As I’ve sought to understand how ‘radical love’ can heal both individuals and nations, my guide has been Martin Luther King. King’s spiritual teacher was Jesus Christ, whose simple yet profound message of “Love your neighbor as yourself” is the premise underlying all of Christianity. How does the teachings of Jesus apply to institutions, systems, and nation states?
King began wrestling with this question in his teens. He suffered a crisis of faith as he contemplated the gulf between superfluous wealth and abject poverty. He sought to understand how Jesus's teachings address the wider problems of the world, but as he read some of the greatest thinkers on this issue, he wondered if the source of his faith provided the foundation to conquer this soul-crushing divide.
King discovered a compelling answer when he attended a lecture given by Mordecai Johnson, the president of Howard University. Johnson had just returned from India where he was inspired by the life and teachings of Mahatma Gandhi. After the lecture, King threw himself into reading Gandhi and became deeply fascinated by his campaign of nonviolent resistance, particularly the Salt March to the Sea and his numerous fasts.
King was particularly inspired by the concept of Satyagraha where, in Sanskrit, satya means “truth” or “love” and agraha means “force.” This concept of Satyagraha -- truth-force or love-force – completely changed King’s perspective. Prior to reading Gandhi, King had just about concluded that the ethics of Jesus were only effective in individual relationships. “The ‘turn the other cheek’ philosophy and the ‘love your enemies’ philosophy were only valid, I felt, when individuals were in conflict with other individuals,” he writes. “When racial groups and nations were in conflict, a more realistic approach seemed necessary.”
“But after reading Gandhi,” King continues, “I saw how utterly mistaken I was.
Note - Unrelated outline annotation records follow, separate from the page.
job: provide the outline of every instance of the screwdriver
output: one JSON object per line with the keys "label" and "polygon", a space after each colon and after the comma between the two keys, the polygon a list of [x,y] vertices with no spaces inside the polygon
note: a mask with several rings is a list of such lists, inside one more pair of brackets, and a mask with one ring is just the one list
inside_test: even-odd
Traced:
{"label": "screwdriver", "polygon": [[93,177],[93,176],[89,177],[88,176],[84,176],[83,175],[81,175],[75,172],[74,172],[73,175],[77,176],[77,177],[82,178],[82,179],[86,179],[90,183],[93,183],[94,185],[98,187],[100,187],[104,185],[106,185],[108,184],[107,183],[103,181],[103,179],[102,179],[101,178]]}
Gandhi was probably the first person in history to lift the love ethic of Jesus above mere interaction between individuals to a powerful and effective social force on a large scale.”
Satyagraha -- truthful, forceful, radical love -- for Gandhi, was a potent instrument for social and collective transformation. King embraced this philosophy and used it in his landmark civil rights work.
I will in time explore further the evolution of King’s commitment to nonviolent resistance and more about Gandhi, but here I want to focus on the basic invitation that exists for each and every one of us. No matter how destructive the breach between wealth and poverty becomes, no matter how horrifically people treat one another, no matter how challenging life becomes for us, there always exists an invitation to individual and collective transformation, a call to radical love.
For each of us, this call looks different and it changes over time. For some, this call is about caring for an ailing relative or friend; for others, it is becoming a mentor to economically challenged children; for others, it is providing legal aid to the incarcerated or indigent, or creating paths to resettle refugee families. The list goes on and on. There are many opportunities of service that are worthy of us and our commitments, and radical love in our individual lives leads us to give of ourselves for the sake of others in ever more meaningful ways.
But for some of us, the call is to address the broader systems of power that keep individuals chained to their limited beliefs and passive behavior. The call is to take action against the source of the wrongs that exist in our society.
I turn to King for learning how to rise to the challenge of addressing the injustice of an entire system, in which most people who benefit from this system fail to see how others are not benefitting – others who are, in fact, suffering.
I end with a reading from King’s essay “Stride Toward Freedom” that I take from The Radical King, edited by Cornel West:
Nonviolent resistance avoids not only external physical violence but also internal violence of spirit. The nonviolent resister not only refuses to shoot his opponent but he also refuses to hate him. At the center of nonviolence stands the principle of love. The nonviolent resister would content that in the struggle for human dignity, the oppressed people of he world must not succumb to the temptation of becoming bitter or indulging in hate campaigns. To retaliate in kind would do nothing but intensify the existence of hate in the universe. Along the way of life, someone must have sense enough and morality enough to cut off the chain of hate. This can only be done by projecting the ethic of love to the center of our lives.